All this talk of food makes Moses angry. More into the spirit than the stomach, he wonders aloud why he had been punished with leading such a nasty nation. “Why have You treated Your servant so badly?” he demands of God. “Why have I not found favor in Your eyes that You place the burden of this entire people upon me? Did I conceive this entire people? Did I give birth to them, that You say to me, ‘Carry them in your bosom as the nurse carries the suckling,’ to the Land You promised their forefathers?” If the burdens of the bitching Jews continue, Moses concludes, he’d be better off dead: “If this is the way You treat me, please kill me if I have found favor in Your eyes, so that I not see my misfortune.”
God acquiesces. He orders Moses to take seventy elders to the Tent of Meeting, where they would receive the word of God and share Moses’s terrible burden of being the only living man to regularly chat with the Creator of all things. The elders are gathered and transported to the holy of the holies. Then, however, trouble erupts. Eldad and Meidad, two young lads, feel the spirit of God descending upon them. And they begin to prophesy, in defiance of the religious hierarchy and the rules of the priests.
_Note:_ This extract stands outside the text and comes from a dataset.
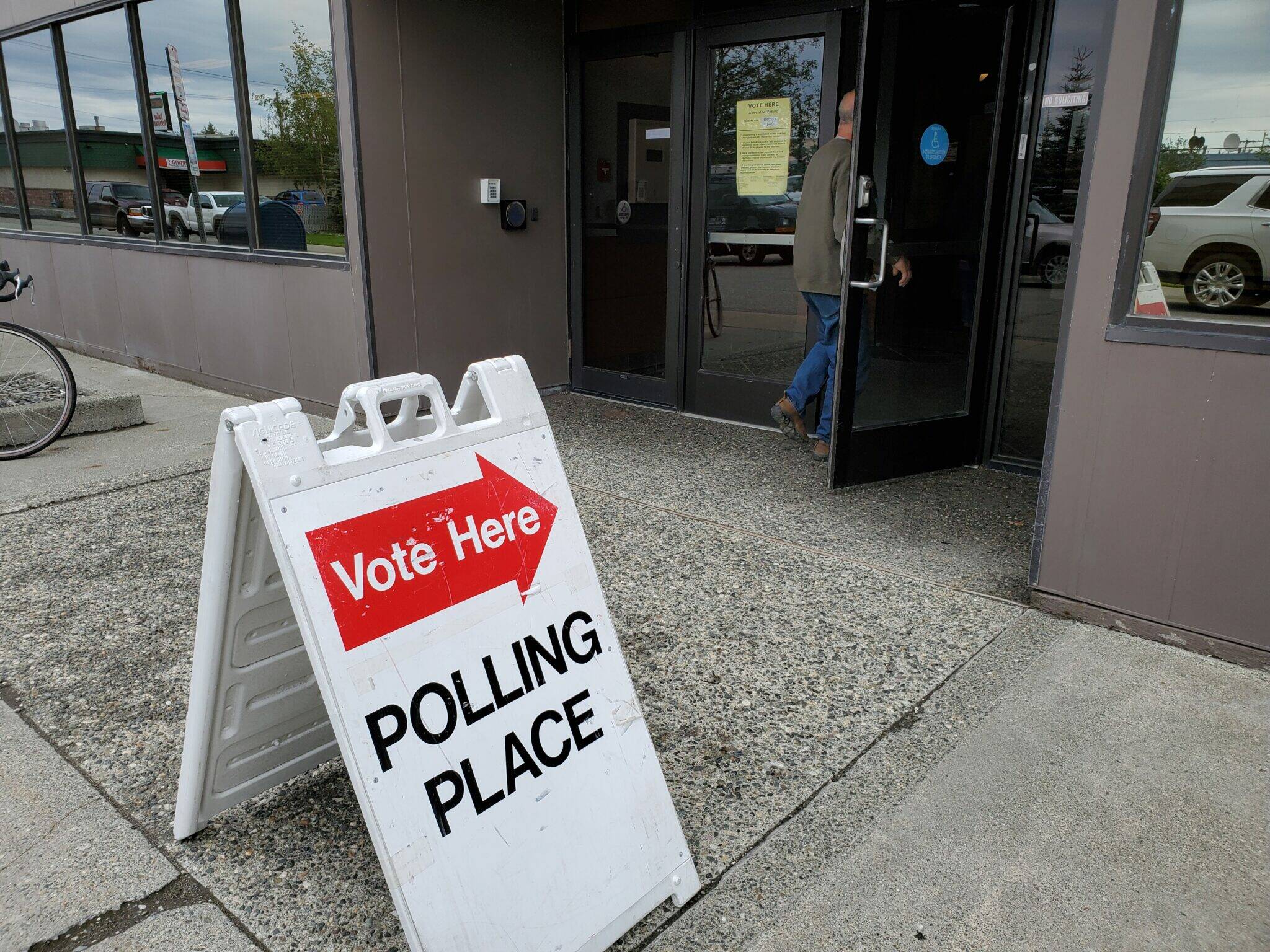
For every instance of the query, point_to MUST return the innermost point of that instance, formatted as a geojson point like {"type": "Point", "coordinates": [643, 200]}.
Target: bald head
{"type": "Point", "coordinates": [846, 115]}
As some readers may remember from the unpleasant incident with the Golden Calf, Moses, for all of his many virtues, was not one for tolerating dissent. When his leadership was questioned or his beliefs challenged, he called on the Levites—like ancient, bearded ninjas—to draw swords and settle scores. Joshua, Moses’s young apprentice, knows that; as soon as he spots the prophesying, he runs to his master, reports Eldad and Meidad’s transgressions, and expects swift and violent orders, deploring Moses to imprison the two offenders.
But the old man is jubilant. “Are you zealous for my sake?” he scolds his young aide. “If only all the Lord’s people were prophets, that the Lord would bestow His spirit upon them!”
If only all the Lord’s people were prophets. Needless to say, they’re not. Just as Eldad and Meidad conclude their transcendental trip, God decides to relieve Moses’s dolor by raining quail from the heavens, asking only, like a divine Surgeon General, that folks eat in moderation. The Israelites, however, remain true to their bad reputation, and horde the birds, each man carrying his own weight in game. This vision of insolence and greed makes the lord angry, and he strikes the hapless Hebrews, the meat still stuck in their teeth, with “a very mighty blow.”
“He named that place Kivroth Hata’avah [Graves of Craving],” the Bible tells us, “for there they buried the people who craved.”
The people who craved were smitten. The people who prophesied were celebrated. Those who scattered about, infatuated with ephemera, left behind them no mark. Those who risked all for the sake of the spirit remain two of Judaism most revered rebels. God himself made it clear that sometimes we would do well to drop the petty concerns of our mundane lives and speak, like teenagers, with much passion and little sense, about the stirrings of the soul.